Studies associate dementia with high blood pressure and dyslipidemia (high levels of the "bad" cholesterol variants). In particular, there appears to be a strong association between Alzheimer's and insulin resistance, a state associated with obesity and diabetes risk. Some experts have argued this link is so strong that Alzheimer's should be considered "type 3 diabetes."
3. Move the body, take the mind along.
Since Alzheimer's and related dementia's have much in common with cardiovascular disease, we have long had cause to believe that physical activity was protective. We have more cause now.
Hot off the presses is a study in the journal Stroke, indicating that routine physical activity protects brain function, prevents dementia, and preserves functional independent in older adults.
The study, followed over 600 adults in countries throughout Europe. Cognitive function was assessed along with lifestyle factors, including physical activity level. MRI scans were used to evaluate brain status directly. The punch line is that routine physical activity was associated with a reduction in the risk of dementia of any kind by about half. The effects were robust and independent of age and education, along with a number of other factors.
So, while mental calisthenics may protect the brain, conventional calisthenics almost certainly do.

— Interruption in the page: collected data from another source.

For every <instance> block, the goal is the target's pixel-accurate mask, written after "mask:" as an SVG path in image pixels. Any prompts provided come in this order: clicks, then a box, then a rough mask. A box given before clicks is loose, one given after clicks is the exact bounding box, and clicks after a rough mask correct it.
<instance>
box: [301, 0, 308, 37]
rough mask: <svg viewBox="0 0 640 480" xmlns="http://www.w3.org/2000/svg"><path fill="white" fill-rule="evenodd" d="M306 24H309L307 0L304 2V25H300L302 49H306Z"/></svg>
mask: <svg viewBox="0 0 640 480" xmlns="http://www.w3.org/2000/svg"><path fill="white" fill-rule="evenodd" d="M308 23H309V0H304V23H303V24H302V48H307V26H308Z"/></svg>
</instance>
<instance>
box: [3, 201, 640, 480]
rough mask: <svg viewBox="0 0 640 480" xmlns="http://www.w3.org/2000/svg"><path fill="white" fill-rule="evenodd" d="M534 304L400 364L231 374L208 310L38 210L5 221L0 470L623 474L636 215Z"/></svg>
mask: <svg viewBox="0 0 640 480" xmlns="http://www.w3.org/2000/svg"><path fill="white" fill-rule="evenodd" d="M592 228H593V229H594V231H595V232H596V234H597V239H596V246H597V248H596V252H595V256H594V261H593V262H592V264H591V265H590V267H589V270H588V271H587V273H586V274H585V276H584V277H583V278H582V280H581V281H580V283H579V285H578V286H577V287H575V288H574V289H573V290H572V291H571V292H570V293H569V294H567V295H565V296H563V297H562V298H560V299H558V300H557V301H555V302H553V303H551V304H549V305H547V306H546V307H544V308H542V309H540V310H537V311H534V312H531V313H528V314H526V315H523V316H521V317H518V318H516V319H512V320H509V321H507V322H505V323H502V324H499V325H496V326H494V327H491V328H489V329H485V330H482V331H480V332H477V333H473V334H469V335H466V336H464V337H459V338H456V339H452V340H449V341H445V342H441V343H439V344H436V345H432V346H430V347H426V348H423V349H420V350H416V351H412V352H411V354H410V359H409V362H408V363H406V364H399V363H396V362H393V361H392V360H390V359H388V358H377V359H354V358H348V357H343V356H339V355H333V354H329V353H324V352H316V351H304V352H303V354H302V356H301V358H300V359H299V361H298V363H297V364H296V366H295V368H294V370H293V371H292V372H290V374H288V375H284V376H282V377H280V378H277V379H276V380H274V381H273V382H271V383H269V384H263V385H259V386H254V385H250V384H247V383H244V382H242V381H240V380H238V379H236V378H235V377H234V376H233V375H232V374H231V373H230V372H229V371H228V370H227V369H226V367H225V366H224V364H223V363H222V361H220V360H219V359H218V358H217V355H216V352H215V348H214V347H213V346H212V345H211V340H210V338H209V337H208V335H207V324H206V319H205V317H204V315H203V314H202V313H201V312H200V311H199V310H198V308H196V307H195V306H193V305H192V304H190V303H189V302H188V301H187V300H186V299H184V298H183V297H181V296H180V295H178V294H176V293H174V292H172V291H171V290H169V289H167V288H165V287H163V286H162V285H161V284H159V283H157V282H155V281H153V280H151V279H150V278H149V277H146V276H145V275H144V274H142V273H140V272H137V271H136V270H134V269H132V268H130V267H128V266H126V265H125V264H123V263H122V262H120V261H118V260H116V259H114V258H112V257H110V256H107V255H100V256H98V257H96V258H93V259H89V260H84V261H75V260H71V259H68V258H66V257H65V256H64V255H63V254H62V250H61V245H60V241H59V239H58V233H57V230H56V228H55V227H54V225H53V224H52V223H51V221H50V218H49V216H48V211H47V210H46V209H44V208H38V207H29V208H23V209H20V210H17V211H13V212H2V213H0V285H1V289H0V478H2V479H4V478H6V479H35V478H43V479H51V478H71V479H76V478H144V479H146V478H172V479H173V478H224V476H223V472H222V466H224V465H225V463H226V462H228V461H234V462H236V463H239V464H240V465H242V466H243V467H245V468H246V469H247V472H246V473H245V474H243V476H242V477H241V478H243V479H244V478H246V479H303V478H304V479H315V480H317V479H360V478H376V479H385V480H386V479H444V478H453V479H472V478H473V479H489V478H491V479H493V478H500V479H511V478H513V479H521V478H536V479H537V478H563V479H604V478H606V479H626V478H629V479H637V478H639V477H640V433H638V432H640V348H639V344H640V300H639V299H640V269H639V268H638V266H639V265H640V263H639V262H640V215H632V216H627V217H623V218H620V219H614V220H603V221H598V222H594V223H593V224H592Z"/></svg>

Exercise is a mind game.
Study after study after study after study that has shown an elimination of up to 80 percent of all chronic disease with the application of lifestyle as medicine has not carved out an exception for Alzheimer's. The evidence that we can alter gene expression with the power of lifestyle almost certainly pertains to Alzheimer's as it does to cancer. By minding our bodies, we can mind our minds too. We can best mind both by minding the short list of what matters most to health.
There is some evidence to support what most of us have heard about "brain foods." Fish consumption appears to protect brain function, most likely by contributing omega-3 fatty acids to the diet. An omega-3 oil supplement, 1 to 2 grams daily, is an alternative. Antioxidants in food appear to be protective as well, contributing to the reputations of blueberries, red wine, and green tea. But while an inventory of potential brain foods can be assembled, the evidence is much stronger for the importance of the overall dietary pattern.
Similarly, exercising the brain may be a good idea. But the preservation of good ideas may owe as much or more to exercising the body.
Alzheimer's remains scary. But we all have far more potential to prevent it than most of us exercise—by exercising, among other things. So take your head in your hands, and get in the game. Because it turns out that health promotion is a mind game too.